Alors que certains socialistes ont besoin d’une cure de désintoxication au pouvoir, ce dont la population a besoin c’est d’un gouvernement sérieux et tolérant qui travaille pour eux. Attendons de voir ce que Charles Michel et son gouvernement démocratiquement installé ont dans le ventre. Critiquons quand il le faut mais jugeons sur les résultats au lieu de verser dans des espèces de preemptive strikes qui veulent éclipser la présence de l’Open VLD et du CD&V dans le gouvernement.

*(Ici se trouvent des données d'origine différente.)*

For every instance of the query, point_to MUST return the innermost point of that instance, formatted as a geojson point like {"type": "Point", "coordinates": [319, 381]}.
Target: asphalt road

Même si l’on n’a pas les mêmes idées, on peut s’opposer sur les différents points de façon civilisée. Voyez comme le PTB et le groupe Ecolo-Groen mènent jusqu’ici une opposition sur le terrain des idées. Sans violence ni excès.


Et pour l’égalité?

On peut faire plus qu’on ne le pense à notre petit niveau afin de soutenir efficacement l’intégration réelle des femmes, des jeunes et des populations immigrées dans nos systèmes social, économique et politique. Puisque nous voulons avancer sur l’égalité de genre, critiquons, c’est bien. Mais envoyons aussi en tant qu’électeurs un signal fort en élisant plus de femmes dans les parlements, dans les communes et à la tête de nos formations politiques proprement dites et pas uniquement à la tête des groupements féminins qu’elles organisent. Quelqu’un a-t-il déjà vu une association d’hommes socialistes ou d’hommes MR par exemple? Forçons la répartition équitable de l‘espace médiatique entre hommes et femmes en boudant notamment les débats dominicaux si on ne réduit pas le nombre de cravates et de moustaches sur les plateaux de télévision.

Et tant qu’on y est, ne faisons plus de chichis quand on parle de la nécessité d’imposer des quotas. Car c’est parfois la seule solution pour traverser le plafond de verre.